Thursday, June 24, 2010

From CMSM...

Migrants: illegals or God's ambassadors? (excerpts)

By Dean Brackley, SJ

[Dean Brackley, SJ, is a New York Province Jesuit, teaches theology at the Universidad Centroamericana "José Simeón Cañas" (UCA) in San Salvador. He has just finished a term as holder of the Wade Chair at Marquette University. This article appeared in the National Catholic Reporter on May 14, 2010. You can read the entire article at ncronline.org/news/justice/migrants-illegals-or-gods-ambassadors.]

... Every day hundreds of poor Central Americans leave their countries and head north. They're not alone. The poor are in motion everywhere today. Worldwide, the number of immigrants has doubled in the last 30 years to almost 200 million people. Almost one in five lack proper documentation. This is a massive global phenomenon.

Consider what it means for a country like El Salvador. A few years ago the U.S. embassy estimated that an average of 740 Salvadorans were abandoning their country every day, mostly bound for the U.S. Today's estimates run between 400 and 500 a day. If all were leaving for good, El Salvador, with a population of six million, would lose one percent of its population every five months and half the population in twenty years. But not all leave for good. Some of those who left yesterday were actually deported from the U.S., or from Mexico, a few weeks ago.

...
The scale of migration northward from Central America, and also from Mexico, and of deportation southward, is mind-boggling. What does it say about conditions in our neighbor-countries to the south? ... The majority of people there lack opportunities for a decent life. At least two-thirds of Salvadorans, Nicaraguans and Hondurans are poor, despite lower official figures. It's worse in Guatemala. The U.N. Development Program recently reported that only one in five economically active Salvadorans has a decent, stable job. Even before the recent crises –a great spike in fuel and grain prices, followed by the fallout from the financial crisis--, things were getting worse in Central America. For example, while chronic malnutrition declined from 13 percent to 10 percent from 1990 to 2003 in Latin America and the Caribbean overall, it increased in Central America from 17 to 20 percent.

...
Locally, we must welcome immigrants to our local schools and congregations. In those settings, we can let them tell their stories. Putting a human face on “the immigration problem”in this way softens hearts and dissolves prejudice. Thinking more globally, we will have to work toward the long-term goal of an adequate juridical framework for international trade and finance. In the meantime, we must also globalize solidarity in favor of the sustainable development that reduces the need to migrate. The churches, especially the Catholic Church, with people on the ground in poor countries, have no rivals in their potential to globalize the practice of love.

...
In Leviticus we read, “the foreigner who resides with you shall be to you as the citizen among you; you shall love the foreigner as yourself”(Lev 19:34). No ethical precept is repeated more frequently than this in the Old Testament. (45) The letter to the Hebrews tells us: “Do not neglect to show hospitality to foreigners, for by doing that some have entertained angels without knowing it”(Heb 13:2). Dorothy Day called the destitute poor God's ambassadors. “I was a foreigner,”said Jesus, “and you welcomed me”(Matt 25:35).
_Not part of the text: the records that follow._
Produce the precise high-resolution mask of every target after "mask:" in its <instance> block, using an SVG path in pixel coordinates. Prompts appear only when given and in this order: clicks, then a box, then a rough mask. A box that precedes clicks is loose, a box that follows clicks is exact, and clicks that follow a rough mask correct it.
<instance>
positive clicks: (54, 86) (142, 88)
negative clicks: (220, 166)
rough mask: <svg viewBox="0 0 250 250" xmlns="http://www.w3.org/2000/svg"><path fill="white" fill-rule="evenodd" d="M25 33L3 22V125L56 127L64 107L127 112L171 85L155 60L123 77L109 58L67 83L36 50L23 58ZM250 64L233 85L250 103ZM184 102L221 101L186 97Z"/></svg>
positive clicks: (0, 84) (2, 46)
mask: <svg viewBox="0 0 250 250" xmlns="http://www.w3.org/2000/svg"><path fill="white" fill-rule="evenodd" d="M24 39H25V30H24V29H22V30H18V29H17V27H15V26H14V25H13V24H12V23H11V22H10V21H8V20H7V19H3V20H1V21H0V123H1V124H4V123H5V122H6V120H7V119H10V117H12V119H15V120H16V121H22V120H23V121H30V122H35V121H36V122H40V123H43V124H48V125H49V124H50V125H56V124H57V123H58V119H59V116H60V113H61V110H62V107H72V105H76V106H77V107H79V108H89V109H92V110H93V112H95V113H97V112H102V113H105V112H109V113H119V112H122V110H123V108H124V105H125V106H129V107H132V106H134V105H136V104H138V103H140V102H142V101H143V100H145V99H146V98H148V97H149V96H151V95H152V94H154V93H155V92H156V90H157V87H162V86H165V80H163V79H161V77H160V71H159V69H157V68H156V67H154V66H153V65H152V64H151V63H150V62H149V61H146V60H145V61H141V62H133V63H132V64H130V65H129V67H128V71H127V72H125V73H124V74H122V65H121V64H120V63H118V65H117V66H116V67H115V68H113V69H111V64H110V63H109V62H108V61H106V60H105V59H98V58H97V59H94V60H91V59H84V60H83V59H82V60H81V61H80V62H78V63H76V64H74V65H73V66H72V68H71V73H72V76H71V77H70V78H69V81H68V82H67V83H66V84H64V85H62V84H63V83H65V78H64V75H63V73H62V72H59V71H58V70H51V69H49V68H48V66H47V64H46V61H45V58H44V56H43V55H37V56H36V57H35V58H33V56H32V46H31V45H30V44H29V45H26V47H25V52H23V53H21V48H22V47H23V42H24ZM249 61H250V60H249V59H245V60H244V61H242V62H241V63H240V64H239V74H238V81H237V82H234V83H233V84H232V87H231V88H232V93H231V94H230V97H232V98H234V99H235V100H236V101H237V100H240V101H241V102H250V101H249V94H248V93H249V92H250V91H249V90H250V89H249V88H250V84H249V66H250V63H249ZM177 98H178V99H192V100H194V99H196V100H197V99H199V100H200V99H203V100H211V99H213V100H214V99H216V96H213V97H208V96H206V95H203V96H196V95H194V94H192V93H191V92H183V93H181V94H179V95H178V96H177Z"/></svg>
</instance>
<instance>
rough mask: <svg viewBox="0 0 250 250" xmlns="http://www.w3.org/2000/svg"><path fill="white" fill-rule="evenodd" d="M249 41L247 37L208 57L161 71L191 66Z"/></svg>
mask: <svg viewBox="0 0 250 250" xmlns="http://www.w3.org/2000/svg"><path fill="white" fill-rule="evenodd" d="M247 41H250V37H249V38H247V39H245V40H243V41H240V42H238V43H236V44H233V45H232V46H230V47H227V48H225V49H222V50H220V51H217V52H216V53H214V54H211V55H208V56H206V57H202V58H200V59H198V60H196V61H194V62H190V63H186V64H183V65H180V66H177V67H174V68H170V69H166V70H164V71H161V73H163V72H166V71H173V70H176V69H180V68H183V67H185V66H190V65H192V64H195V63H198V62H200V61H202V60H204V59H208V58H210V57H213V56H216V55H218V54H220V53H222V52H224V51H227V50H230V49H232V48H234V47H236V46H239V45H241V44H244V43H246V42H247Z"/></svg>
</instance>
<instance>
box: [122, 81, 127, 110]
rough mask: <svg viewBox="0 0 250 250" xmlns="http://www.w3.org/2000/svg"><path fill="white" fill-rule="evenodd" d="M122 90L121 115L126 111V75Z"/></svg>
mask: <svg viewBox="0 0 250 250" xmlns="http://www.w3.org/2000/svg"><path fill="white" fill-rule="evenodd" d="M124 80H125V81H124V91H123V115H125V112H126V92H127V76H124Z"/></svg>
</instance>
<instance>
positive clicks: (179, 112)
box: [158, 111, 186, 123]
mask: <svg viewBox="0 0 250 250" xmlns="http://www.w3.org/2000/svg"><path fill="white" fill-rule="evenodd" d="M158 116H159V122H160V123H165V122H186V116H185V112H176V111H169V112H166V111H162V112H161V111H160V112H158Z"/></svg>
Like God's Suffering Servant, today's immigrants are “despised and rejected”as sinful lawbreakers. With deeper insight, Isaiah sees that the Servant “was wounded for our transgressions, crushed for our iniquities”(Isa 53:3,5). In the present case, not strictly for your transgressions and mine, but insofar as they are the fruits of past U.S. foreign policy. The Servant is a “light to the nations”(Isa 42:6), and “by his bruises we are healed”(Isa 53:5).

The desperate poor who migrate north are representatives of the poor billions to our South, from whom we are estranged, to our loss and theirs. Perhaps God is sending them to revitalize our churches, our nation and our broken world.